1. At its most fundamental level, radical and conservative views hinge on the free will question. Contemporary liberals generally believe that bad environment causes most of our problems. By compensating for and improving the environment, we will thereby be improved. Thus, the emphasis on welfare, penal reform, antipoverty programs, urban renewal, and most generally, central government interventions and bureaucratic regulation. As Clarence Darrow put it, is a man to be hanged for society's crimes against him? Conservatives, on the other hand, generally believe we are free to make ourselves and be responsible for our troubles. Thus, the dual conservative emphasis on freedom of opportunity and minimum government regulation and intervention (free market), and on law and order and fair but strict justice.

One cannot believe we are free and responsible and be a consistent American liberal of the 1970s; nor can one be a consistent conservative and believe in determinism.

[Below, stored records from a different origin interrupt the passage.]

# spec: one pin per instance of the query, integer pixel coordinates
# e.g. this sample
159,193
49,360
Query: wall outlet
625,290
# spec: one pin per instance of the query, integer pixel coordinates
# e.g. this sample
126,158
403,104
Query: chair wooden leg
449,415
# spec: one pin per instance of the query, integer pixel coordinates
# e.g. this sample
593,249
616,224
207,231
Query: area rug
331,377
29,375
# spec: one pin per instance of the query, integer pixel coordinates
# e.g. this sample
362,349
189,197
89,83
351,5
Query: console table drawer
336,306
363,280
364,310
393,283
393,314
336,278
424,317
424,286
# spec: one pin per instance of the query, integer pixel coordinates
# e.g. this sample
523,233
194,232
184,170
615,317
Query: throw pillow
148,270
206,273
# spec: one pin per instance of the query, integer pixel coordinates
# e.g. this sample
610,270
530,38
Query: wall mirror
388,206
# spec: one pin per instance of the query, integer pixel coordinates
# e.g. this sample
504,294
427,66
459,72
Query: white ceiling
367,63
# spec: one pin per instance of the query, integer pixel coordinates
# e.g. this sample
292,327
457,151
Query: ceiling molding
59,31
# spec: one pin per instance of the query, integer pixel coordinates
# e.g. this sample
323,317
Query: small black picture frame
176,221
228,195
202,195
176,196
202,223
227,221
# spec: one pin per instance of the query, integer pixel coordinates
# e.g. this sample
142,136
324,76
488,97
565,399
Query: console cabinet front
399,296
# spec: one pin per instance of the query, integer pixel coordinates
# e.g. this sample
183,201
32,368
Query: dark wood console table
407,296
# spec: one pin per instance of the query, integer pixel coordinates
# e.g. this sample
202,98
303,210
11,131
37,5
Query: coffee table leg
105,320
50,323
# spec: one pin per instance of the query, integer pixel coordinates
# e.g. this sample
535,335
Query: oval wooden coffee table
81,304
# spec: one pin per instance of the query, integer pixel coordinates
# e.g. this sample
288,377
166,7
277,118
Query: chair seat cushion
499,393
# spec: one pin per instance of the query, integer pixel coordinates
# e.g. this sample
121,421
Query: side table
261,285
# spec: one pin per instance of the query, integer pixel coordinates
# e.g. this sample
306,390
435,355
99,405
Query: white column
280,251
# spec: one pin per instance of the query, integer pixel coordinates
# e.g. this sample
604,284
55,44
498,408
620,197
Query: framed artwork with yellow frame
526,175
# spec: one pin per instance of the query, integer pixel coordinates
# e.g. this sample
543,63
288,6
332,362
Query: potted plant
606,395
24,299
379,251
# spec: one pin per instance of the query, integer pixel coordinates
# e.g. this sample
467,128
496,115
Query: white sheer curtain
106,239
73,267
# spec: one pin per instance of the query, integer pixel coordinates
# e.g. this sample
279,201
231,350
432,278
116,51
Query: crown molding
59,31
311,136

2. My view is reflected in Arnold S. Kaufman's words on justice:

Suppose one reflectively endorses a conception of justice according to which a person deserves blame or praise, reward or punishment, and so on, only if that person's decisions or actions are not determined. Then one should define "freedom" in such a way that "P decided (acted) freely" implies "Ps decision (action) was not determined." Correspondingly, suppose one endorses a conception of justice according to which a person deserves blame, etc., only if his decisions or actions have some property which may or may not be causally determined by circumstances beyond his control. Then "freedom" ought to be defined in such a way that the meaning of "P decided (acted) freely" is consistent with determinism. It is our practical aims and interests which should govern the shape of our language, and not unreflected upon linguistic habit which should govern the shape of our moral outlook.
----"Responsibility, Moral and Legal," in Encyclopedia of Philosophy, vol. 7 (1967): 188

3. For example, the philosopher Morris Schlick ("When is a Man Responsible," in B. Berofsky, ed., Free Will and Determinism, New York: Harper, 1966: 54-63) cans the question of free will a meaningless "scandal," a pseudo-question misunderstanding that we are both free and determined under descriptive laws.

4. This most fundamental disagreement among the most powerful philosophers (Aquinas, Hobbes, Locke, Hume, Kant, and Bergson) is clearly evident. The contemporary philosophical scene is even more confused with the addition of the current analytic and linguistic viewpoints. As cases in point, it may at least amuse, if not enlighten, the reader to compare the different essays in Berofsky, op. cit.; or some different treatments of the self summarized in Calvin S. Hall and Gardner Lindzey (eds.), Theories of Personality (2d ed.; New York: Wiley, 1970).

5. I am aware that these points and their verbal form already presuppose some answers to the free will question. The whole issue of choice itself would be meaningless under strong determinism or Bergsonian free will (choice is what we ascribe in retrospect to a continuous process of feeling-thinking-doing).

6. William James, "Some Metaphysical Problems Pragmatically Considered," in Pragmatism and Four Essays from the 'The Meaning of Truth' (New York: World Publishing Co., 1955); "The Dilemma of Determinism," in Essays in Pragmatism (New York: Hafner, 1969).